Zarówno Kiwior, jak i Timber przeszli do „Kanonierów” w 2023 roku. Polak grał wcześniej w Spezii Calcio, natomiast Holender w Ajaksie Amsterdam. W drużynie trenera Mikela Artety często występowali obok siebie jako środkowi lub boczni obrońcy.
"Jakub jest moim dobrym przyjacielem. Był uwielbiany w szatni.
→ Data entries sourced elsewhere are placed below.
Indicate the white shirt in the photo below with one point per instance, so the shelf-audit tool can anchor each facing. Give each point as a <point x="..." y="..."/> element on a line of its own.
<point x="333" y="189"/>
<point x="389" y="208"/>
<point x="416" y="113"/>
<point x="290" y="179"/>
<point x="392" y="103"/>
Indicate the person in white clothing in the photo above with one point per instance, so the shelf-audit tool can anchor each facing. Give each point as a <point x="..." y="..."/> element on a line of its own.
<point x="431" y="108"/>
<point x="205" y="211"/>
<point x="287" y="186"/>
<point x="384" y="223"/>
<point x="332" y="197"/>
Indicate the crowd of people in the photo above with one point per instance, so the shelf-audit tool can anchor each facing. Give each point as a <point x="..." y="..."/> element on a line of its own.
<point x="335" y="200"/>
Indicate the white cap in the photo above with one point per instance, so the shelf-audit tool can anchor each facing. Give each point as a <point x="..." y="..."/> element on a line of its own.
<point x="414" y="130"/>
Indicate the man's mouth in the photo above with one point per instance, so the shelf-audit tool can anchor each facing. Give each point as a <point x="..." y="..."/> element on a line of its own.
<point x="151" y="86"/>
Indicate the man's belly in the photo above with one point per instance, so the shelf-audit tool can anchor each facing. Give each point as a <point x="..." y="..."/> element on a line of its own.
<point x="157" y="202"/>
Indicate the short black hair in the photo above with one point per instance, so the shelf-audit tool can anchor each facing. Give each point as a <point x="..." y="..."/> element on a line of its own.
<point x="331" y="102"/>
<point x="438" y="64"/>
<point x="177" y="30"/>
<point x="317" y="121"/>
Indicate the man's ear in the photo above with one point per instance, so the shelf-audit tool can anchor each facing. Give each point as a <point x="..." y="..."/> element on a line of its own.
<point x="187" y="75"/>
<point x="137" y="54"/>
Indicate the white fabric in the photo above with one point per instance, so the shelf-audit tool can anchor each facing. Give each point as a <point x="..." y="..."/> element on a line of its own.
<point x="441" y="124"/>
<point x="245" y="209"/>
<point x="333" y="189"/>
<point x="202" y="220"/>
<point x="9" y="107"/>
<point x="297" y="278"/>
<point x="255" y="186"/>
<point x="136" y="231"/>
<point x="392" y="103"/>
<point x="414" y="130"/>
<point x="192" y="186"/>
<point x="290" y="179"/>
Bardzo dobrze gra lewą nogą i głową. Wygrywał pojedynki w powietrzu i strzelił kilka goli głową. Cieszę się, że ponownie się z nim spotkam i zagramy przeciwko sobie" – powiedział Timber przed piątkowym meczem na Stadionie Narodowym w Warszawie.
Piłkarz Arsenalu zdaje sobie sprawę z tego, że musi zatrzymać Roberta Lewandowskiego, który w reprezentacji Polski strzelił 87 goli.
"W klubie nie grałem jeszcze przeciwko Lewandowskiemu, ale mierzyłem się z nim trzy lata temu w meczu reprezentacji na Stadionie Narodowym. Oglądam napastników, przeciwko którym gram. Zapoznałem się również z występami Lewandowskiego w Barcelonie. Jest topowym napastnikiem, którego trudno upilnować, ale musimy też uważać na pozostałych zawodników. Polska ma też bardzo dobrych graczy" – ocenił obrońca.
Trener Jan Urban zapowiedział, że reprezentacja Polski przeciwko Holandii może zagrać ofensywnie, a w pierwszym składzie nie znajdzie się nominalny defensywny pomocnik.
"Zawsze chcemy narzucać swoje warunki bez względu na styl gry rywala. Jeśli zagramy na swoim poziomie, to powinniśmy wygrać" – oznajmił Timber.
Jeśli w piątek Holandia nie przegra na PGE Narodowym, to zapewni sobie awans na mundial. Polacy muszą wygrać, aby zachować matematyczne szanse na zajęcie pierwszego miejsca w grupie.